Also, mechanical engineers and physicists are generally better qualified than biologists to examine the claim that evolution violates the 2nd Law of Thermodynamics.
> Also, mechanical engineers and physicists are generally better qualified than biologists to examine the claim that evolution violates the 2nd Law of Thermodynamics. <
Let's see here. Tyros with no legal experience can comment about their misunderstanding of the law, but discussion of the 2nd Law of Thermodynamics is limited to Mechanical Engineers, which you once were, and physicists, which you never were?
Isn't there some inconsistency here?
It looks like that comment nailed the problem pretty well. What's wrong with it?
Dave Grossman said...
>>>>> It looks like that comment nailed the problem pretty well. What's wrong with it? <<<<<<
What comment was that?
Isaac driveled,
>>>>>> Let's see here.

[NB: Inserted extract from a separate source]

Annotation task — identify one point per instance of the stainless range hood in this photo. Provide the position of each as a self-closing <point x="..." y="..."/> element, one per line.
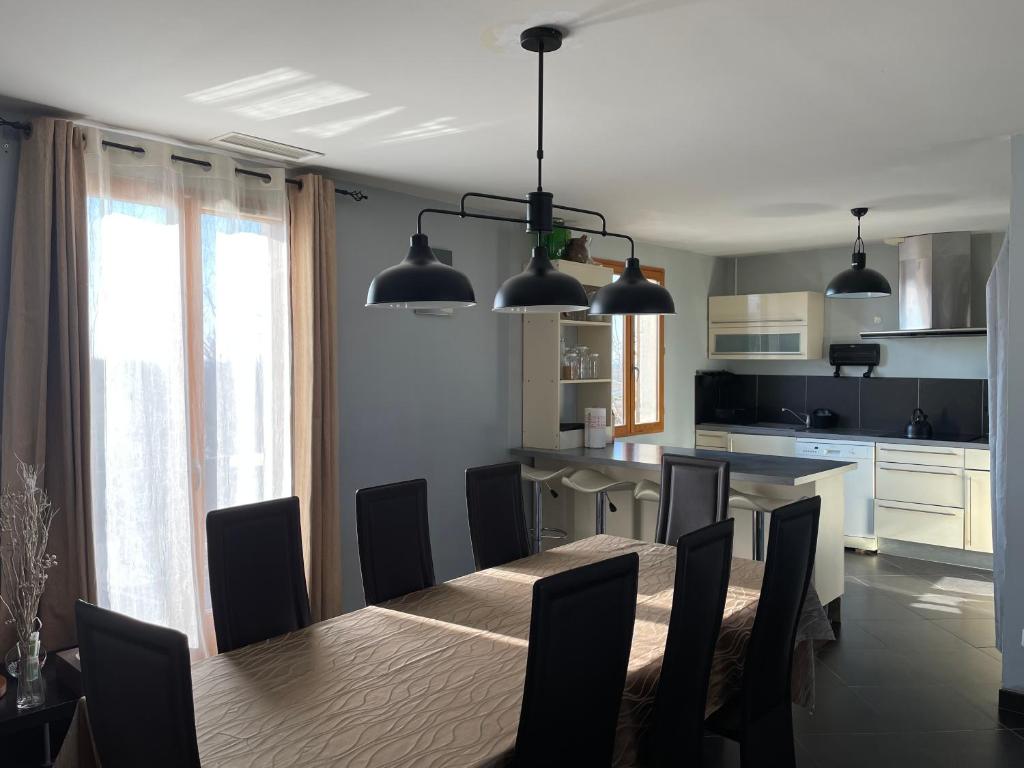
<point x="936" y="289"/>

Tyros with no legal experience can comment about their misunderstanding of the law, but discussion of the 2nd Law of Thermodynamics is limited to Mechanical Engineers, which you once were, and physicists, which you never were? <<<<<<
Once a mechanical engineer, always a mechanical engineer, dunghill. And engineering is just a practical form of physics and chemistry (chemical engineering). Engineers -- particularly mechanical engineers -- study many of the same subjects as physicists, usually from a more practical standpoint. And engineers who get AE (aerospace or aeronautical engineering) degrees study much the same stuff as ME's, then have difficulty when applying for ME jobs. The AE label should be abolished. As Juliet said, a rose by any other name smells (or should smell) as sweet.
One thing that really pissed me off was that a lot of the mathematics I learned in college was not taught in a course labeled "mathematics" but was taught in a course in the electrical engineering department (I forget the title of the course). If the course had been properly labeled "mathematics," I would have qualified for a math minor, which would come in very handy if, say, I wanted to apply for a math teaching job in the K-12 schools.

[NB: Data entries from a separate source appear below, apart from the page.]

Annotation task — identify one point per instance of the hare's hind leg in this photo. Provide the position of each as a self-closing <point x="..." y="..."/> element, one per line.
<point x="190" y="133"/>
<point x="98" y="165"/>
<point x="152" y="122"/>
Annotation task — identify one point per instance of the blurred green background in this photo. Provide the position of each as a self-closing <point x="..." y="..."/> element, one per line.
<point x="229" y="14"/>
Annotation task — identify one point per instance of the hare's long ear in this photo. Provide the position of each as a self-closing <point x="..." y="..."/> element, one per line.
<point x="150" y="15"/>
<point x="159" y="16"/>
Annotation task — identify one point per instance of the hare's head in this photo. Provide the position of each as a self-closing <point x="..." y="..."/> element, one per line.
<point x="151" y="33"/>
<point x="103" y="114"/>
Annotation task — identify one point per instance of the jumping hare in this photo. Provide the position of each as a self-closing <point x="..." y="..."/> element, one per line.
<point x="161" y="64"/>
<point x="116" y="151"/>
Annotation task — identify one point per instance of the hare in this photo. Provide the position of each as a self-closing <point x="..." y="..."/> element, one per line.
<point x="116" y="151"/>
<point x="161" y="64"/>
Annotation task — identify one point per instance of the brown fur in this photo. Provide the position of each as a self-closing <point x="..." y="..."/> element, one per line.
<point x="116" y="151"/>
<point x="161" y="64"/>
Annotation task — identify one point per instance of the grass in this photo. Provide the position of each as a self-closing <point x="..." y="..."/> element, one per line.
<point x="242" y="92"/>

I have had a little legal experience -- far more than most people. I even wrote two appeals to the US Supreme Court. How many laypeople -- or attorneys, for that matter -- do you know who have written appeals to the US Supreme Court? You can't just write an informal letter to the Supreme Court -- it has to be in the right format with proper citations, etc.. Anyway, if you find anything wrong with my legal analyses here, you are free to criticize them here, whereas I have no such freedom on Wickedpedia and the blogs of arbitrarily censoring bloggers Fatheaded Ed Brayton, Ding Elsberry, etc.. And insinuating that my legal analyses are wrong without finding specific faults with them just makes you a big bag of hot air.
It is generally easier for a layperson to become an expert in a narrow area of law than in a narrow area in a technical field because the law is mostly verbal. Knowledge in technical fields often involves years of practice in problem solving and often involves specialized knowledge of advanced mathematics. However, I concede that a layperson can become an expert in the 2nd Law of Thermodynamics because the statements of this law are often verbal.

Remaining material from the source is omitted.